Yesterday was a bit rougher than I expected.
Ya know, with it being busy, which usually helps…. and with having to work part of the day to keep me occupied… and with a bit of memories of family drama associated with christmas eve happenings last year, I really didn’t expect this one to be that bad.
The tears behaved themselves until later…. but the absence was very much felt.
Which, seems crazy to me.
How many years have I been alone at christmas? And one year, even with a freshly broken heart from just days before. Being alone should be my normal.
Just one year… not even a particularly deeply emotional night ever… and somehow, it seems like he’s supposed to be there… like he’s always been there.
It’s not like we were some couple that had been married since teen years and have never lived through the holidays alone before. It’s not like he’s been there year after year and it’s the first year of change.
But it feels like it.
I felt the absence on the ride over…. sitting on the couch… even in going to the kitchen and in things like having nobody else to grab a dr pepper for while I’m there.

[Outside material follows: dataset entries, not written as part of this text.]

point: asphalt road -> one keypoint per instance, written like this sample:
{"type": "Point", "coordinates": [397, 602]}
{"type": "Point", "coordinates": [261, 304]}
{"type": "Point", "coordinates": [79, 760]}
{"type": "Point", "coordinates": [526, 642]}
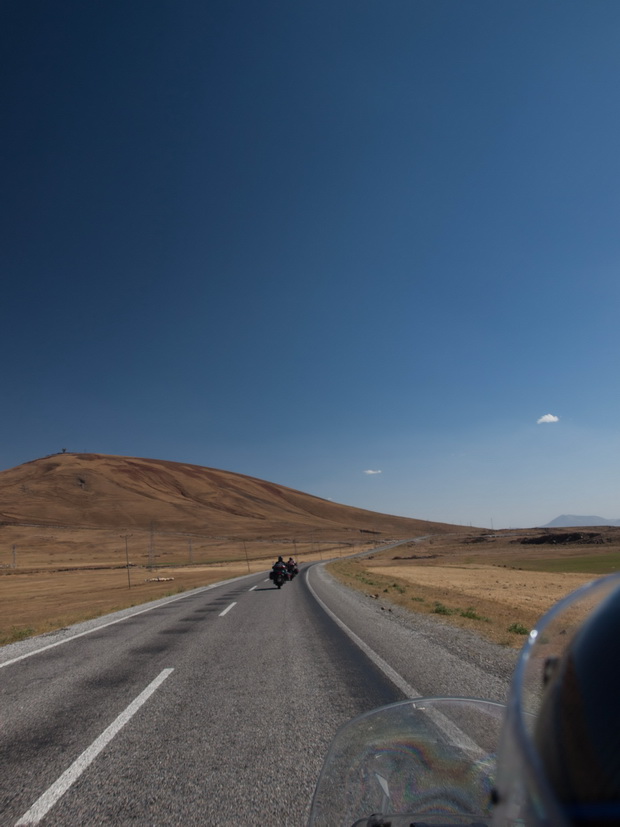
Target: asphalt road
{"type": "Point", "coordinates": [213, 708]}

It felt like there should be… even when there rarely has been.
I’ve said before that there are times that this breakup has been harder on me than even deaths… and tonight was one of those weird cases. I haven’t felt a sense of absence that much like that even with family members who were regular constant figures but then were gone.
Life is weird I guess… and emotions are even weirder.
I guess I can just hope that someday, there will be a new person who will choose to fill that space, and will like being there and want to stay there.
I guess it is what it is until then.